We’ve seen some substantial declines in the price levels of some of the Chinese tech stocks. And optically, they look very cheap compared to their history, and compared to some of their Western peers. A question we get asked a lot is, is it time to buy them.
So, the question is, what’s changed? The geopolitical environment, or the macropolitical environment for them, in terms of their relationship with both the US stock exchange regulator and, also, with the Chinese government, that remains extremely difficult.
Things may have gone a bit quieter, but the shift that started in October 2020, with the crackdown on some of the internet names, seems to be continuing. And so, from that point of view, things don’t seem to have gotten any better.
Has the growth opportunity in the Chinese economy got any better? These are, fundamentally, e-service and e-commerce names. No, it looks extremely weak. The real estate market looks broken, and that feeds through to the consumer, which feeds through to e-services and e-commerce. So, from that point of view, nothing, particularly, has improved.
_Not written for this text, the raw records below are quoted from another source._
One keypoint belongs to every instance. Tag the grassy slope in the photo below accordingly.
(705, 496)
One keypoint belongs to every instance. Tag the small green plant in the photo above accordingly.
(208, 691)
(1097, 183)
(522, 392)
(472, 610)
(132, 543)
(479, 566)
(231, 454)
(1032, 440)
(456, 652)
Has the corporate governance of these stocks improved? Again, it’s really hard to point to a positive. We’ve seen some relistings in Hong Kong, but I’m not sure Hong Kong offers any additional regulatory scrutiny that the SEC doesn’t in the US.
We’ve not seen any substantial changes, in terms of boards or management, or some of the VIE structures within these names. And although valuations are cheap, buying emerging market stocks, particularly troubled ones, just because they’re cheap, it has, in my nearly 30 years in the industry, always come with a lot of risk. So, we continue to look for a change to the positive, but for now, we don’t see it.